If you’re someone who has ever suffered from a mental health disorder, you know that it’s very easy to turn to drugs, supplements, or even alcohol for relief. I told you how therapeutic exercise is for me, but does it compare to conventional treatments for mental health disorders such as depression? Let’s look at the research to confirm:

Review of the research on exercise and depression:


  • This paper is a comprehensive review of the treatment available for depression and the current research of exercise as a treatment for depression. It is not a research study, rather it is a comprehensive review of the available research.

  • It started by introducing the pharmacological approach (usually SSRI’s) and mentioning that these treatments work for roughly half of the population, usually those suffering from more severe forms.

  • The paper then goes on to describe psychotherapies, such as cognitive behavioral therapy, which are shown to be fairly effective, especially when combined with other treatment modalities.

  • The paper then presents the case for exercise. The majority of the studies reviewed involved participants performing aerobic exercise, with a few resistance training studies mixed in.


  • One review of 850 individuals participating in randomized controlled trials showed aerobic exercise to reduce depressive scores by 7.5 points. However, the authors did not feel this was significant enough to confirm the benefits of exercise as a treatment modality.

  • In a separate review, researchers compared exercise to standard line of treatment (SSRI’s), placebo, or no treatment. In studies comparing exercise with no treatment or modalities such as cognitive behavioral therapy or pharmacotherapy, it was found that exercise leads to moderate clinical improvements in depressive symptoms.

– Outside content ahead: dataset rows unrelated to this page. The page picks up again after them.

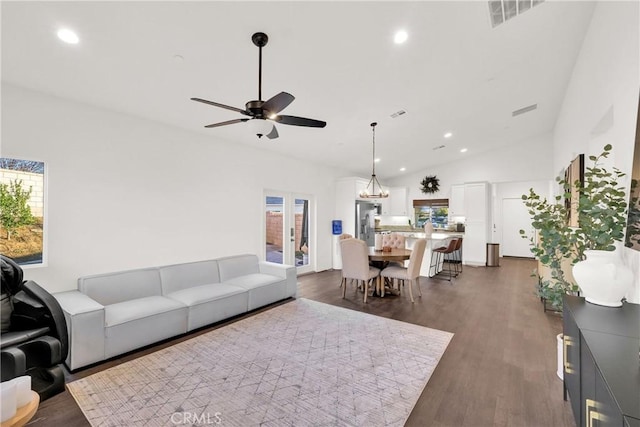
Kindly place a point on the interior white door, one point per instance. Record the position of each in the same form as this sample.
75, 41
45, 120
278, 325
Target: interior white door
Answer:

  • The Duke Smile Studies- This is where things get a bit more interesting. This randomized controlled trial compared exercise, exercise + pharmacotherapy, and pharmacotherapy alone. I like this study because now we can work to really isolate exercise vs. pharmacotherapy. After 16 weeks of treatment, the groups showed no significant clinical difference in symptoms. HOWEVER, at 10-months follow up, those in the exercise group exhibited lower rates of relapse than both other groups and were 50% less likely to be depressed than the non-exercising groups!

Summing It All Up

After going through some of the research, there’s a few things I’ve learned:

1) Exercise is certainly beneficial to learning and memory (via BDNF and VEGF). The most studied modality is aerobic exercise, but there is evidence that HIIT and resistance training induce similar benefits.

2) For those suffering from clinical symptoms of major depression, the best treatment seems to be a mixture of pharmacological therapy, behavioral therapy and exercise prescription.

3) While exercise may not outperform other modalities to a significant degree when examined during randomized controlled trials, it certainly appears that it is the single most effective modality for treating the long-term symptoms associated with depression.

4) Adhering to an exercise program is the best way to prevent relapse of symptoms.

I tried my best to look over the data with as little bias as possible (which is difficult since I just wanted to confirm the benefits of exercise). After doing so, I am convinced that exercise of all forms is protective over our mental health. My reasoning for this (in addition to the points outlined above) is there are also social and behavioral factors at play. Some of my closest friends, mentors, and competitors are those I’ve met through athletics and there is something to be said about the social connection that comes with exercise. I hope you find this information interesting and helpful in optimizing your health and wellbeing!